11.10.2012

ALDIR BLANC ESCREVEU: VÃO ENGANAR OUTRO SIM!


Brilhante texto para refletir sobre a inversão de valores da atualidade brasileira. Sei que é o que muitos queriam dizer.(LC)


Minha paciência (eufemismo) estourou com mensagens burras de publicidade. Já andava enojado com aquela que sugere ser mais fácil pegar a mulherada (sic) com carros da marca tal. Brasileiras, boicotem essa lata! Estão chamando vocês de quengas. A tolerância atingiu o zero com esse comercial “Sim, vamos fazer e acontecer, sim!” Aqui vão algumas sugestões para os gênios acrescentarem à campanha: Sim, os aeroportos ficarão entupidos, como aconteceu recentemente em Viracopos, sim! Sim, o trânsito vai engarrafar com engavetamentos, falta de socorro às vítimas, corrupção desenfreada e baboseiras de pseudo-especialistas, sim! Sim, os apagões continuarão em ritmo vertiginoso, sim, mas já fechamos a compra de bilhões de velas com a firma indiana Abenga Nuzmhal Nurrabindra.

Sim, vão ficar lindos os estádios com iluminação sutil, bem rastaquera, como nós, sim! Sim, as balas perdidas atingirão crianças inocentes, sim! Sim, os turistas levarão um pau firme, depois do arrastão, sim! Sim, as prostitutas menores de idade enxamearão na orla marítima, exemplos de nosso povo alegre, sem camisinha, e cantaremos até na desgraça, de acordo com o espírito vadio de verdadeiros foliões “camisinha furou, deixaram ela furar/Tô indo pro Gaffrée, onde a festa é de matar”, sim! Sim, uma atendente injetará caipirinha na veia de um torcedor em coma, sim!

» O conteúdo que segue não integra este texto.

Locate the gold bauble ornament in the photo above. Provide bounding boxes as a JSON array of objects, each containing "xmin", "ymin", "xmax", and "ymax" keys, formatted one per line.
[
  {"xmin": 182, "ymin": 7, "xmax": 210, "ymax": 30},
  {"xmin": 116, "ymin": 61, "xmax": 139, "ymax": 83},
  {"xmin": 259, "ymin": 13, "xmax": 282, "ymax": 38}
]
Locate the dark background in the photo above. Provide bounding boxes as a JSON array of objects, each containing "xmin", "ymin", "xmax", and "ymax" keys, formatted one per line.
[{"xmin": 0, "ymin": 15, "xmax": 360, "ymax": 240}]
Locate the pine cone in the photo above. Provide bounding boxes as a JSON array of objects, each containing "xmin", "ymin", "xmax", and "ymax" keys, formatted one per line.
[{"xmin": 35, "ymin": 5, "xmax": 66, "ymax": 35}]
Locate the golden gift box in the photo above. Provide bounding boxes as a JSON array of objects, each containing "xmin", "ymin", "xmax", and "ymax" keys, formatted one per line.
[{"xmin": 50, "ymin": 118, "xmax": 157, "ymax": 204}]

Sim, as festas de abertura e encerramento contarão com popozudas, melancias, maracujás de gaveta, e outras barangas de encher as medidas, sim! Sim, o tráfico retomará a Maré, a Chatuba, o Alemão, e, como é mesmo que nos ensinaram a dizer para os gringos?, ah, and so one! Sim, Neymar provocará histeria com novíssimo corte de cabelo, sim! Sim, os árbitros Fifa errarão, com a boçalidade e má-fé habituais, sim! Sim, o zagueiro Pepe, de Portugal (se vier) aleijará um colega de profissão, sim!

Sim, ouviremos risadas do supremo tribuno Marco Aurélio “Collor” de Mello, porque ele tem inúmeros motivos para rir de nós, sim! Sim, assessoras periguetes do Planalto posarão para novas revistas masculinas, aumentando a oferta de empregos, sim! Sim, Hermano “Pancho” Menezes convocará o Imperador como titular em 2014, patrocinado pela vodca Esplenoff. Sim, torturadores impunes pleitearão o direito aos pontapés iniciais. Sim, as chacinas, de seis, nove, doze mortos diários crescerão, a ponto de correrem boatos sobre a necessidade de instaurar toque de recolher. E, sim, demitiremos professoras honestas que postam fotos de alunos com os pés na água da chuva, dentro de salas inundadas, sim!

OBRIGADO, AMIGOS!

Quero simbolizar tantas palavras carinhosas sobre a morte do labrador Batuque, numa única pessoa: Arthur Dapieve, que aturou três meses de emails, às vezes vários por dia, sempre respondendo com bom-senso e afeto. Dapieve não é só um grande escritor, e um editor que, se receber carta-branca, agitará o mercado com a qualidade dos planos que acalenta. Dapieve, mais do que tudo isso, é um ser humano raríssimo.

Texto de Aldir Blanc publicado em "O Globo" de 4 de novembro de 2012. Adaptado e ilustrado para ser postado por Leopoldo Costa.

Aldir Blanc Mendes nascido no Rio de Janeiro em 2 de setembro de 1946, é um dos grandes compositores e escritores brasileiro.  Notabilizou-se como letrista a partir de suas parcerias com João Bosco, criando músicas como Bala com Bala (sucesso na voz de Elis Regina), O Mestre-Sala dos Mares, De Frente Pro Crime e Caça à Raposa. Uma de suas canções mais conhecidas, em parceria com João Bosco, é O Bêbado e a Equilibrista, que se tornou um hino contra a ditadura militar, também tendo sido gravada por Elis Regina.Em um de seus versos, "sonha com a volta do irmão do Henfil", faz-se referência ao cartunista Henrique de Sousa Filho, o qual na época tinha um irmão, o sociólogo Betinho, em exílio político no exterior.